OCP on AWS - Interrupt Spot instances with FIS

This guide shows how to create a AWS FIS (Fault Injection Service) experiment to interrupt spot instances in OpenShift clusters running on AWS.

The experiment creates a rule to trigger the spot interruption signal for N nodes matching the kubernetes cluster tags (used by default in OpenShift clusters).

Prerequisites

  • AWS CLI installed
  • AWS Permissions to create CloudFormation stack setting IAM capabilities
  • OpenShift cluster installed on AWS with instance SPOT lifecycle created (machineset)
  • Each group of instances (MachineSet) must be created with EC2 Tag fis:spot-interrupt to match the FIS experiment.

Steps

Steps to run it:

  • Download the CloudFormation template to create the experiment:
curl -Lso ./50_fips_spot_interruption.yaml https://raw.githubusercontent.com/mtulio/mtulio.labs/master/labs/ocp-install-iac/aws-cloudformation-templates/50_fips_spot_interruption.yaml
  • Create the CloudFormation stack targetting the cluster:
export AWS_REGION=us-east-1
# Create the experiment triggering many spot instances (100)
## Time before Interrupt in minutes
BEFORE_INTERRUPTION_TIME=2
SPOT_INSTANCE_COUNT=10
TEMPLATE_PATH=file://./50_fips_spot_interruption.yaml
# TEMPLATE_PATH=file://./labs/ocp-install-iac/aws-cloudformation-templates/50_fips_spot_interruption.yaml

aws cloudformation create-stack \
    --region ${AWS_REGION} \
    --stack-name "${INFRA_ID}-spot-interrupt" \
    --template-body ${TEMPLATE_PATH} \
    --capabilities CAPABILITY_IAM \
    --parameters \
        ParameterKey=InstancesToInterrupt,ParameterValue=${SPOT_INSTANCE_COUNT} \
        ParameterKey=DurationBeforeInterruption,ParameterValue=${BEFORE_INTERRUPTION_TIME}

aws cloudformation wait stack-create-complete \
    --region ${AWS_REGION} \
    --stack-name "${INFRA_ID}-spot-interrupt"
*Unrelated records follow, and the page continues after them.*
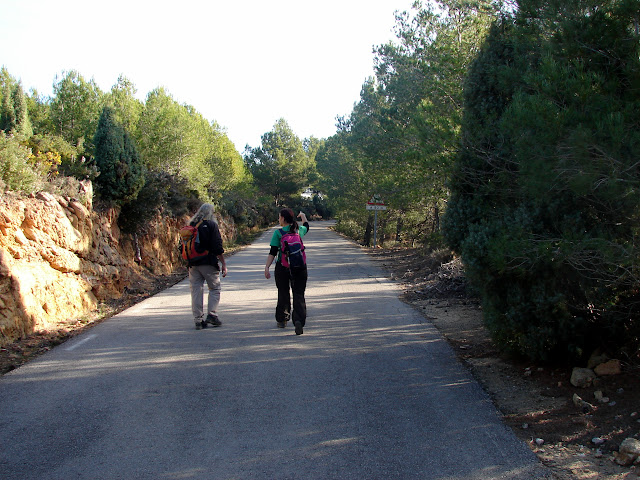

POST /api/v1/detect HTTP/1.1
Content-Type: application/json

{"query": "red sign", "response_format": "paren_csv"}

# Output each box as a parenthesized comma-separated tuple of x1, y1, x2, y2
(366, 194, 387, 210)
(367, 194, 385, 206)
aws cloudformation describe-stacks \
    --region ${AWS_REGION} \
    --stack-name "${INFRA_ID}-spot-interrupt" \
    --query 'Stacks[]'
  • Run the experiment
export EXPERIMENT_TEMPLATE_ID=$(aws cloudformation describe-stacks --region ${AWS_REGION} \
    --stack-name "${INFRA_ID}-spot-interrupt"  \
    --query 'Stacks[].Outputs[?OutputKey==`FISExperimentTemplateID`][].OutputValue' \
    --output text)

aws fis start-experiment --experiment-template-id $EXPERIMENT_TEMPLATE_ID
  • Check the experiments:

    • AWS Console: https://us-east-1.console.aws.amazon.com/fis/home?region=us-east-1#Experiments
    • CLI:
EXPERIMENT_ID=$(aws fis list-experiments \
    | jq -r ".experiments[] \
        | select (.state.status==\"completed\") \
        | select(.experimentTemplateId==\"$EXPERIMENT_TEMPLATE_ID\").id")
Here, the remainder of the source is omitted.